Although numerous devices have been researched concerning their off-loading abilities, the total contact cast (TCC) remains the gold standard. 1 The TCC employs a well-molded, minimally padded cast that maintains contact with the entire plantar aspect of the foot and lower leg. By so doing, it functions to mechanically unload the ulcer site and reduce the vertical shear stresses, 5–8 redistributing the pressure of walking over the entire foot and lower leg. The effectiveness of the total contact cast has been well documented clinically, 2,6,8–17 with favorable results (91%) demonstrating an average healing time of 6 weeks, a considerable reduction from the average healing time of 9 weeks or more without its use but with other devices such as accommodative footwear and dressing changes.

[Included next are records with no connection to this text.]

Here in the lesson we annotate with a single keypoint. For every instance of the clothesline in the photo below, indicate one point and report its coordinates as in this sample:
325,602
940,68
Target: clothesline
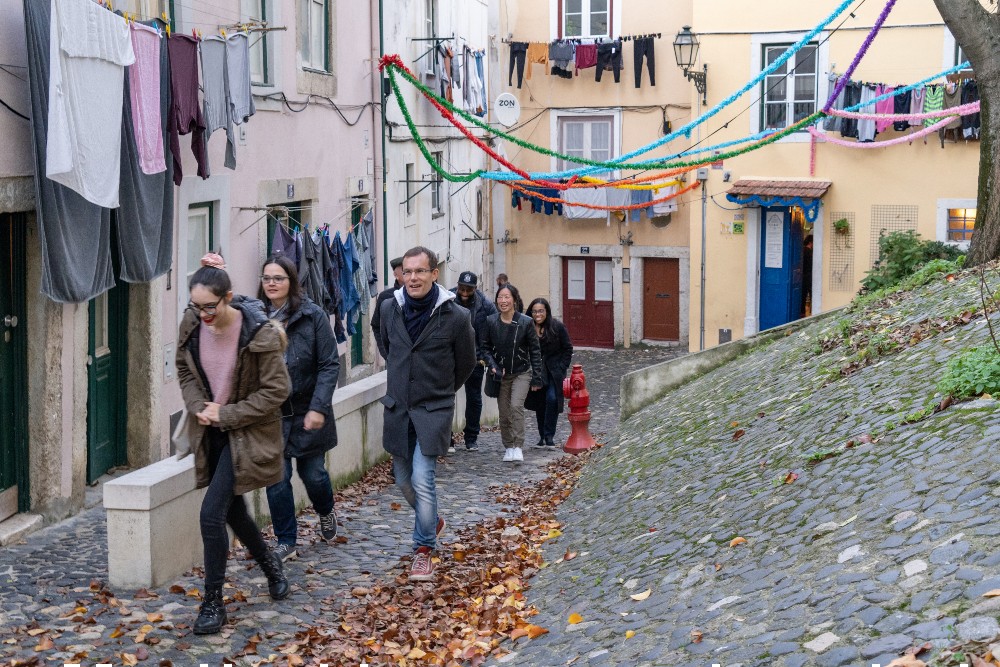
585,40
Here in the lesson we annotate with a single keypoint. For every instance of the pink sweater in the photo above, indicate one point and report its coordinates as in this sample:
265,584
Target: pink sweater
217,354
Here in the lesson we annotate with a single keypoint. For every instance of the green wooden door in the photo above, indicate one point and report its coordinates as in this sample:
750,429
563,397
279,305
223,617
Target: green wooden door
107,382
13,356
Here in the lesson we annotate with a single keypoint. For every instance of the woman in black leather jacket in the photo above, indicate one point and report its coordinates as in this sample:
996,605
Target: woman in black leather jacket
557,354
510,349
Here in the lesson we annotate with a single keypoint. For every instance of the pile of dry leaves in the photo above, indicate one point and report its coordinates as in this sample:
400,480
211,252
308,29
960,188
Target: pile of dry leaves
476,602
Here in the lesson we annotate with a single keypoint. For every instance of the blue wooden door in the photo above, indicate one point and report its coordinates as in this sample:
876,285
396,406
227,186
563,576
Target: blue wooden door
780,268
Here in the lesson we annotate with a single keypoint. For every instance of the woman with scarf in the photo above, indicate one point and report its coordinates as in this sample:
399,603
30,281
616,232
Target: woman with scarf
307,421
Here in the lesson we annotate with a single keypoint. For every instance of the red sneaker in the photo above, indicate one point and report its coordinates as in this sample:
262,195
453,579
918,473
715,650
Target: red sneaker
422,568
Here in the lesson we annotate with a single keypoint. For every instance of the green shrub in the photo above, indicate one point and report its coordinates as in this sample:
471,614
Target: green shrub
972,373
901,254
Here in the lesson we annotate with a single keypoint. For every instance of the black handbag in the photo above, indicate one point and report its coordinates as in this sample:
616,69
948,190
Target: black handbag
535,400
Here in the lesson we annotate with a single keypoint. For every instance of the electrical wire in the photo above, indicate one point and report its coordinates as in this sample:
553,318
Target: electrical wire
13,110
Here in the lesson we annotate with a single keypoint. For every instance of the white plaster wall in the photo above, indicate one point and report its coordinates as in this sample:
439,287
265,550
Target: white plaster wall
461,22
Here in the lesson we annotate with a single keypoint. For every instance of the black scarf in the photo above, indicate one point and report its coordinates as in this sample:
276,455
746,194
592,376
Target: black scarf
417,312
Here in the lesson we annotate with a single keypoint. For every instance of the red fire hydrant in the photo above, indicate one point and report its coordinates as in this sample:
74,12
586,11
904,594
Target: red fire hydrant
575,389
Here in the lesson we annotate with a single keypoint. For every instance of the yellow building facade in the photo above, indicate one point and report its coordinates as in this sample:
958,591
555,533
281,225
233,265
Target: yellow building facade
927,185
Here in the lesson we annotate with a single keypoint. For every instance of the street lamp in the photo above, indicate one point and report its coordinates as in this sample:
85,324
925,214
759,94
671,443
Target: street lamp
686,46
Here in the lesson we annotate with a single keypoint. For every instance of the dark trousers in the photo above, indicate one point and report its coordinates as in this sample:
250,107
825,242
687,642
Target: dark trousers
644,47
473,404
518,51
609,55
548,418
220,507
281,499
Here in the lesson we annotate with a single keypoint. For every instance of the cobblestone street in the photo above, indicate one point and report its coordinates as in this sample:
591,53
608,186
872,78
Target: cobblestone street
48,577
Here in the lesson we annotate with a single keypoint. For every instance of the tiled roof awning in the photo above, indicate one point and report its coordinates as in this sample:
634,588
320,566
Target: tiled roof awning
784,189
767,193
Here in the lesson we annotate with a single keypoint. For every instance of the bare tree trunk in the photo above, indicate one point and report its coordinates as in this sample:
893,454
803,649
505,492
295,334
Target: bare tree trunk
977,29
985,244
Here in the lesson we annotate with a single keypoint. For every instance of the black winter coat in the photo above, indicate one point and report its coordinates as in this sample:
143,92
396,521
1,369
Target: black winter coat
512,354
423,375
557,355
314,367
480,309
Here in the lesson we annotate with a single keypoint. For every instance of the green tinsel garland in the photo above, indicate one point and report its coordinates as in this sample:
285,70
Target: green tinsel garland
546,151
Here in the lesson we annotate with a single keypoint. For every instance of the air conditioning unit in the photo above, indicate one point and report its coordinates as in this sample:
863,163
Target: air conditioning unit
359,186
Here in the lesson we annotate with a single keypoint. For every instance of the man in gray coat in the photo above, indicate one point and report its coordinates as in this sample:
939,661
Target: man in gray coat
430,351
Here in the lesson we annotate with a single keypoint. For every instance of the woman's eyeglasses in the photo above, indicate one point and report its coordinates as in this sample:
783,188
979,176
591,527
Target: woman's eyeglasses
208,309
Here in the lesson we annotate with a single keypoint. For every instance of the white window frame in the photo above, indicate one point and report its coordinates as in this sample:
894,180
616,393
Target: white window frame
941,228
556,21
560,118
308,35
410,174
437,187
586,15
757,44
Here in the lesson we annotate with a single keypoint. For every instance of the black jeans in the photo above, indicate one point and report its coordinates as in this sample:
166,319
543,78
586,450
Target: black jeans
473,404
609,54
518,51
220,507
548,418
644,47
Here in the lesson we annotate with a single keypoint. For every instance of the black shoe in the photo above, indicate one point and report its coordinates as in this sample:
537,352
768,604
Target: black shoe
277,583
328,527
212,616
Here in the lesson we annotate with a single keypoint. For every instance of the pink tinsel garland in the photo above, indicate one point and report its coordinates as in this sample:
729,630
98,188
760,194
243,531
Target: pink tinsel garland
963,110
882,144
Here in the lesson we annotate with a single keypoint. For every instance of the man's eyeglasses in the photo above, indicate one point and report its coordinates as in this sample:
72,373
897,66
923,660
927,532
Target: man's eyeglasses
208,309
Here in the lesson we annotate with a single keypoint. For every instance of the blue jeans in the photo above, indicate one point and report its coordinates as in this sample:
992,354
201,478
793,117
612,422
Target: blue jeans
548,419
473,404
281,501
415,479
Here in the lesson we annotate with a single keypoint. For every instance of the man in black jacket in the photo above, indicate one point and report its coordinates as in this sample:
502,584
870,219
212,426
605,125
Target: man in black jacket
397,271
479,308
430,350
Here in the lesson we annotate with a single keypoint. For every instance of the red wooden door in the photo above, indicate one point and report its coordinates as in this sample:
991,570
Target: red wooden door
661,312
588,301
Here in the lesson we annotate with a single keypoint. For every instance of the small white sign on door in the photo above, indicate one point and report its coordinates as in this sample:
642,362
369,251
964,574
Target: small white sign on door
774,241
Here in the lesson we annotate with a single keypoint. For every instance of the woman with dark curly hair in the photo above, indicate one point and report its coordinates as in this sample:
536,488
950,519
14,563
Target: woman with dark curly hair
510,349
557,354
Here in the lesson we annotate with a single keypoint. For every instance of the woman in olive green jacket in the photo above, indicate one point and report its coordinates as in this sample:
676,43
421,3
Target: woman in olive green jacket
231,368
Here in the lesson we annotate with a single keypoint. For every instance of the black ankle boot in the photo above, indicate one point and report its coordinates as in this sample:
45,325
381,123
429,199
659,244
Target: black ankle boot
277,583
212,616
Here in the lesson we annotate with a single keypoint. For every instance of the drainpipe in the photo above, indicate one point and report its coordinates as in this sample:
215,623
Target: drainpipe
385,194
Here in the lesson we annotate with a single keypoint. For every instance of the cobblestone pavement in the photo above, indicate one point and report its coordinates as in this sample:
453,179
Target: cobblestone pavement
878,544
47,578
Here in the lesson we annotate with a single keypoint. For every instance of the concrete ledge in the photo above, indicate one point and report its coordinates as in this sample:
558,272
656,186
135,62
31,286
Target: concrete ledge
152,513
19,525
150,487
644,387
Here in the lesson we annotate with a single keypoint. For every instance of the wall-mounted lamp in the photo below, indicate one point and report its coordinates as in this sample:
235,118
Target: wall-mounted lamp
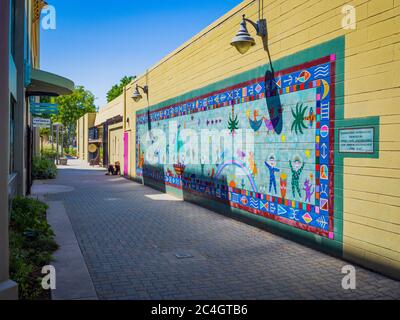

However, the TCC is still not widely used in clinical practice. 7 Perhaps its lack of popularity relates to the fact that its application requires a skilled technician, considerable application time, and numerous applications over the duration of plantar ulcer healing. 1,2,7 Baker, 2 on his review of the total contact cast, stated that “…the most favorable results have been found if the casting is applied by someone with training in cast application who will apply subsequent casts as well. This supplies the uniformity needed…”. It has been well documented that improper cast application can cause iatrogenic ulceration. 1–3,15
The comment by Baker 2 raises an interesting issue. Studies have proven the ability of the TCC to effectively reduce plantar pressures by as much as 84%, particularly in the forefoot region, which justifies its use in plantar ulcer treatment. 4,6–8,18–21 However, the majority of these studies have involved a single application of a TCC either contrasted to a standard shoe or other off-loading device and a single occasion of comparison testing. In reality, the TCC is never applied on simply one occasion for a patient with a plantar ulcer but is reapplied as many as six to eight times. 1,7 Due to the highly skilled ability required for TCC application to obtain the customized snug fit for plantar pressure relief, the question arises concerning the consistency of repeat TCC applications.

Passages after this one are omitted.